Banho de Cuia
Publicado em 28 de novembro de 2024
Por Jornal Do Dia Se
Quando alguém casa, vai morar junto, se diz que juntou as cuias. E quando viaja para longe, para demorar, se diz que foi de mala e cuia. Não deixou nada
* Antonio Samarone
O pé de cabaça (cuieira, coité, cabaceira, pé de cuia), do meu sítio, botou o primeiro fruto. Está quase maduro.
Fiz uma viagem no tempo.
Herdamos a cuia dos índios. Muito usadas em celebrações das beberagens do cauim. Na feira de Itabaiana vendiam-se cuias de todos os tipos e tamanhos.
Cansei de tomar banho de cuia. Isso mesmo, aquele banho de sopapo, que os meninos odiavam. Eu adorava! Mamãe mornava a água e, deliciosamente, despejava-a com uma cuia, aos poucos, em minha cabeça.
Lembro-me dos arrepios nas costas.
Não falo do banho de cuia das peladas, um drible humilhante, próprio dos craques, que os pedantes chamam de lençol, chapéu, balãozinho. Fazer o gol, dando um banho de cuia no goleiro, era a glória suprema.
O meu banho de cuia era com água de tanque e sabão de coco.
Antes do Sistema Métrico, a cuia era usada como medida para secos, representando 1/32 do alqueire (36,32 litros).

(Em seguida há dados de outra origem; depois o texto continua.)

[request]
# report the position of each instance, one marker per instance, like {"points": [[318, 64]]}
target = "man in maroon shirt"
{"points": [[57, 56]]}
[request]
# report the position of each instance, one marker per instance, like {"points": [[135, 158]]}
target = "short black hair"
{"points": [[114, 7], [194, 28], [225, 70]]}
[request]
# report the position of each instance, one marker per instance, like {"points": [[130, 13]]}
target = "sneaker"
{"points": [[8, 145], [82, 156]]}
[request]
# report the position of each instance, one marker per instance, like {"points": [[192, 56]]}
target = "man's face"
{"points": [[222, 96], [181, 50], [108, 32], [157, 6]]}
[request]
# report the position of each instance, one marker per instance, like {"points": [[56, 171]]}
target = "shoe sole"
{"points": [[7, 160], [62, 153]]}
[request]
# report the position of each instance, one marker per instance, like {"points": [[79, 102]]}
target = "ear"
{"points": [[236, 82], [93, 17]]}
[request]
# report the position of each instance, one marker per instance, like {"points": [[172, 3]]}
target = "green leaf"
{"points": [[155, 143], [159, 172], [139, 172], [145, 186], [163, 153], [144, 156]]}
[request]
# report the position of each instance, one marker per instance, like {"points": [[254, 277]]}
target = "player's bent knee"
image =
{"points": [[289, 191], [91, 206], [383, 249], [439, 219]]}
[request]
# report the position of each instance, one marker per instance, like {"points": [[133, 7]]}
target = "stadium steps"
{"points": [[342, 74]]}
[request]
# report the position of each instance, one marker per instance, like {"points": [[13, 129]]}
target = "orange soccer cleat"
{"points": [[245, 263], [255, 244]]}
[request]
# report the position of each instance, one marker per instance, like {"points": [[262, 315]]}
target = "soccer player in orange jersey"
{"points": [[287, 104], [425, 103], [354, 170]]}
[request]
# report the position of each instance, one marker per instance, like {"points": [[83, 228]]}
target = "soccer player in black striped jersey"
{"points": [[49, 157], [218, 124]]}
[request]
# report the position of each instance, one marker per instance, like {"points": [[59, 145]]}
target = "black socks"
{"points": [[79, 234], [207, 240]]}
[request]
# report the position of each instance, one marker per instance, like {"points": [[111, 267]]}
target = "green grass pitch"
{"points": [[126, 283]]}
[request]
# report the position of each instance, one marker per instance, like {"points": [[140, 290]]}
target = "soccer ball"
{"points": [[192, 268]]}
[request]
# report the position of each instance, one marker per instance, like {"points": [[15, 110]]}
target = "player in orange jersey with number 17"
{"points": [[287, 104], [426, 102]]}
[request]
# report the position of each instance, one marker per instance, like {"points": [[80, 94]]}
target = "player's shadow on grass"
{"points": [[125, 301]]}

Alcancei farinha vendida em cuia, na feira de Itabaiana. Uma cuia de farinha era um litro bem medido, um pouco mais.
Meia cuia de farinha era um padrão para esmolas.
A cuia também serve de prato, usada pelos pataqueiros e boias-frias na roça.
Os barbeiros cortavam cabelos usando uma cuia na cabeça do cliente. Se raspava da cuia para baixo. Passava-se a máquina zero. Sobrava um toco redondo de cabelos, no “cucurute” do freguês.
No Sul, a cuia em forma de cabaça é tradicional, para quem toma chimarrão. No Norte, usa-se a cuia para se tomar o tacacá.
A cuia é parte importante de um instrumento musical, sagrado para a capoeira, o berimbau.
Quando alguém casa, vai morar junto, se diz que juntou as cuias. E quando viaja para longe, para demorar, se diz que foi de mala e cuia. Não deixou nada.
Para finalizar, a cuia pode ser usada como “marca de qualidade”. Para se desclassificar uma coisa, um objeto, um sujeito, uma mercadoria, se diz que é marca Cuia. E aí, o rádio é bom? Que nada, é um rádio marca Cuia.
Estou pensando qual será o destino dessa primeira cuia, de minha lavra.